Torniamo ora al punto.
Sorprendentemente dal punto di vista della nutrizione del climber sembra tutto ancora lasciato al caso.
Dalle premesse sulla fisiologia del climbing emerge come il tipo di sforzo sia simile a quello di uno sprinter (soprattutto nel caso del bouldering) o al massimo di un mezzofondista veloce (800-1500 m).
Ed in effetti l’allenamento si basa soprattutto su lavori lattacidi (su System wall o Moonboard, con Pan Güllich, anelli, sbarra ecc…), ma soprattutto sull’arrampicata stessa.
Le considerazioni sul dispendio energetico e sul fabbisogno proteico sono quindi sorprendentemente analoghe a quelle che si dovrebbero fare in un programma di allenamento di uno sprinter, anche per quanto riguarda l’aspetto del recupero.
Solo recentemente una review [5] ha preso in esame in modo più approfondito i fabbisogni nutrizionali nel bouldering, che pur essendo stato per decenni il ripiego “invernale” in palestra del climber ha ora assunto la dimensione e la dignità di sport a se, spesso venendo praticato ormai in modo esclusivo da molti climber.
Il bouldering differisce per molti aspetti dalla classica arrampicata lead, concentrando in pochi movimenti molto più esplosivi e “muscolari” le difficoltà di un’intera via.

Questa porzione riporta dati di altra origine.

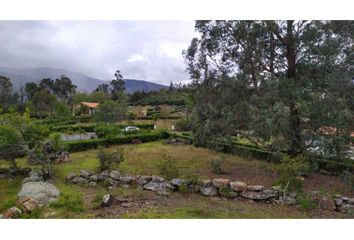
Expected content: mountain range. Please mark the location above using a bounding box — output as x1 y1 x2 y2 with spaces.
0 67 168 93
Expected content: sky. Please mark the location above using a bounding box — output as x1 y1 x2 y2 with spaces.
0 21 196 85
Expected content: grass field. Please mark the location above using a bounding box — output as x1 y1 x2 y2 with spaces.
0 141 350 218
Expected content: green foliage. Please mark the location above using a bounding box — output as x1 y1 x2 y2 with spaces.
49 193 85 213
94 100 127 124
296 193 316 210
0 125 26 168
210 155 225 174
157 154 180 180
97 148 124 172
276 156 309 191
64 131 169 152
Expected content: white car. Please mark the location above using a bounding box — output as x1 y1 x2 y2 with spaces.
122 126 140 132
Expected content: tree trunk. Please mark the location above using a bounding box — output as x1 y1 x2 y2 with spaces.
286 21 302 155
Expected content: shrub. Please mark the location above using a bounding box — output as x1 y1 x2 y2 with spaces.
49 194 84 212
210 156 225 174
97 148 124 171
157 154 180 180
296 194 316 210
276 156 309 192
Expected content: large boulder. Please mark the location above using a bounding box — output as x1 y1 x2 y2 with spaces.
22 169 44 183
80 170 92 179
119 175 133 184
200 186 218 197
247 185 264 192
71 176 89 184
230 182 247 192
109 170 121 181
17 182 60 206
213 178 230 188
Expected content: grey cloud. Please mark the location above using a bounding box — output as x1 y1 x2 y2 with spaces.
0 21 195 84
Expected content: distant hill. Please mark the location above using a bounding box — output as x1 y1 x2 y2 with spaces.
0 67 168 93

I climber dediti al bouldering risultano essere anche “antropometricamente” differenti dai climber che praticano lead, in quanto carattarizzati da una maggiore massa muscolare ed una percentuale di massa grassa leggermente superiore.
Si può dire che la differenza tra boulder e lead sia accostabile alla differenza tra 100 m e 800 m.
Il peso è un elemento fondamentale sia per chi pratica boulder che per chi pratica lead, ma come in altri sport praticati a livello elite è stata posta l’attenzione sul rischio di un’eccessiva riduzione del peso corporeo, suggerendo la necessità di attuare delle strategie più oculate per il raggiungimento tramite interventi nutrizionali mirati del peso ottimale.
Inoltre dal momento che carenze nutrizionali e strategie alimentari sbagliate sono risultate compromettenti la performance a livello competitivo, l’argomento della nutrizione del climber merita sicuramente un’attenzione speciale.
[1] The role of physique, strenght and endurance in the achievements of elite climbers. Ozimek M, et al. PLoS One 2017
[2] A comparison of the anthropometric, strenght, endurance and flexibility characteristics of female elite and recerational climbers and non-climbers. Grant S, et al. J Sports Sci. 2001.
[3] Physiological determinants of climbing-specific finger endurance and sport rock climbing performance. MacLeod D, et al. J Sports Sci. 2007
[4] The phisiology of rock climbing. Giles LV, et al. Sprots Med. 2006
[5] Nutritional Consideration for boudering. Smith JL, Storey R, Ranchordas MK. International Journal of Sport Nutrition and Exercise Metabolism. 2017.